When at least one microphone signal is available from each side of the head it is possible to optimally combine the microphone outputs to produce a super-directional response. Most well known binaural directional processors achieving a directional response are based on broadside array configurations, adaptive Least Minimum Square (LMS) or more sophisticated Blind Source Separation (BSS) strategies.
Broadside array configurations produce efficient directional responses when the wavelength of the sound sources is relatively larger than the spacing between microphones. As a result broadside array techniques are only effective for the low-frequency component of sounds when used in binaural array configurations.
Unlike broadside array designs Least Minimum Square (LMS) systems efficiently produce directionality independently of frequency or spacing between microphones. In such systems Voice Active Detectors (VAD) are needed to capture a desired signal during times where the ratio between signal level and noise level is relatively large. This captured desired signal, typically referred to as the estimated desired signal is compared to filtered outputs from the microphones, thus producing an estimated error signal. The objective of the LMS is to minimize the square of the estimated error signal by iteratively improving the filter weights applied to the microphone output signals. However, the estimated desired signal may not entirely reflect the real desired signal, and therefore the adaptation of the filter weights may not always minimize the true error of the system. The optimization largely depends on the efficiency of the VAD employed. Unfortunately, most VADs work well in relatively high signal-to-noise ratio environments but their performance significantly degrades as the signal-to-noise ratio decreases.
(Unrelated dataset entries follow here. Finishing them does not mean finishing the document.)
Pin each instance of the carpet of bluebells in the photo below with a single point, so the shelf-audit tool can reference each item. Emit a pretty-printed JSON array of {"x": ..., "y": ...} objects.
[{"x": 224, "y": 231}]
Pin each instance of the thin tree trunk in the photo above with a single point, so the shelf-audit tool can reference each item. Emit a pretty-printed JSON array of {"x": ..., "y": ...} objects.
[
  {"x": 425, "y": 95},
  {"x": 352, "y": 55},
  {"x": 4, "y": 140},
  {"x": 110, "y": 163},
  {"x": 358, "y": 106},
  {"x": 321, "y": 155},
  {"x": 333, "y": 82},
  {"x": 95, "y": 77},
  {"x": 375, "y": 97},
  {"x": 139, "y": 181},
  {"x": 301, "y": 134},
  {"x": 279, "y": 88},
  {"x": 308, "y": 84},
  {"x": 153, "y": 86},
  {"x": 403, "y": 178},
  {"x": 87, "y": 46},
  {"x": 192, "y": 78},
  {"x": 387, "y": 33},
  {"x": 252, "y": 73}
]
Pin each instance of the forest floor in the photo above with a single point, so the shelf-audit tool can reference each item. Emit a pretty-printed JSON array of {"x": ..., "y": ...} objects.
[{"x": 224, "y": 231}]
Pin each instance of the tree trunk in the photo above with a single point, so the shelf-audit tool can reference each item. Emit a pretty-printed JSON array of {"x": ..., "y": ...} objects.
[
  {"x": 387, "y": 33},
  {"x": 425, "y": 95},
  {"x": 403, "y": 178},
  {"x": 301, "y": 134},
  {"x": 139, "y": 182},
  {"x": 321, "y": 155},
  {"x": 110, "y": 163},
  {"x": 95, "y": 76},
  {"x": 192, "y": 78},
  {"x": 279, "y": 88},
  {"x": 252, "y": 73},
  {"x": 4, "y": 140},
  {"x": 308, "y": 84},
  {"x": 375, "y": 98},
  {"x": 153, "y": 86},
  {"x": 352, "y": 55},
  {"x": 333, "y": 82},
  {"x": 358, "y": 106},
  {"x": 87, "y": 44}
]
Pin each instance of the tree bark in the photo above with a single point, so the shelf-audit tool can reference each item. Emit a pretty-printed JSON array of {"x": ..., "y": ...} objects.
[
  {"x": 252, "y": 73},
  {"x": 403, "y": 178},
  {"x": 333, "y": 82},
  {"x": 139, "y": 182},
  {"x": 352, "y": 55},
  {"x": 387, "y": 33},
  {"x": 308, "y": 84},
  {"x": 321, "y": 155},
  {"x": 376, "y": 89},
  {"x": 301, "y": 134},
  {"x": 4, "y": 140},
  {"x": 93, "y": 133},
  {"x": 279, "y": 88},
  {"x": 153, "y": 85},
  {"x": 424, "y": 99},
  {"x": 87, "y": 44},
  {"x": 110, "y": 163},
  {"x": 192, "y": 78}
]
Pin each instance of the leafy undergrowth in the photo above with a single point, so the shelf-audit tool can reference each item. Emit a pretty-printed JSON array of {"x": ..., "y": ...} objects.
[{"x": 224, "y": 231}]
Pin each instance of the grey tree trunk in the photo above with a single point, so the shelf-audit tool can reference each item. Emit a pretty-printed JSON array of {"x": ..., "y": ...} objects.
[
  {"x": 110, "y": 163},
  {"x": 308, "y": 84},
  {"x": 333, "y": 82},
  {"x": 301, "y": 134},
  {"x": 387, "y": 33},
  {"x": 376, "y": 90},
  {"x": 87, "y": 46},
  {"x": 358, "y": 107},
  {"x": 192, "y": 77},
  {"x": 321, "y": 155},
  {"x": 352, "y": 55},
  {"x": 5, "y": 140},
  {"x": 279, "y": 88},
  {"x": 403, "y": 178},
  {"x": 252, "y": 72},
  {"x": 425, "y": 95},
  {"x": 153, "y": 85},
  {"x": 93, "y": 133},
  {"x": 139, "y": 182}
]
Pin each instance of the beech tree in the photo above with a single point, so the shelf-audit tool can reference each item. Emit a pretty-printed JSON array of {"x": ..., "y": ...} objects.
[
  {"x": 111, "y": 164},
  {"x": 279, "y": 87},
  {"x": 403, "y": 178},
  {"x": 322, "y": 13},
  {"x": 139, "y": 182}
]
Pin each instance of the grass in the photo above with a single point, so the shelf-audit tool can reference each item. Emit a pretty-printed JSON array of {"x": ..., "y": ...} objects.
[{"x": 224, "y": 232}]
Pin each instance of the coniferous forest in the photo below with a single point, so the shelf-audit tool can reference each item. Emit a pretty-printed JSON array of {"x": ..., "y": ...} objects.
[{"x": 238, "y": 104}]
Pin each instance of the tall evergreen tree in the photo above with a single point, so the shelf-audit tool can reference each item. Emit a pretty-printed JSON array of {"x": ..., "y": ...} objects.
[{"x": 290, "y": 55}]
Blind Source Separation (BSS) schemes operate by efficiently computing a set of phase cancelling filters producing directional responses in all spatial locations where sound sources are present. As a result, the system produces as many outputs as there are sound sources present without specifically targeting a desired sound source. BSS schemes also require post-filtering algorithms in order to select an output with a desired target signal. The problems with BSS approaches are; the excessive computational overload required for efficiently computing phase cancelling filters, dependence of the filters on reverberation and on small movements of the source or listener, and the identification of the one output related to the target signal, which in most cases is unknown and the prior identification of the number of sound sources present in the environment to guarantee separation between sound sources.
There remains a need to provide improved or alternative methods and systems for producing directional output signals.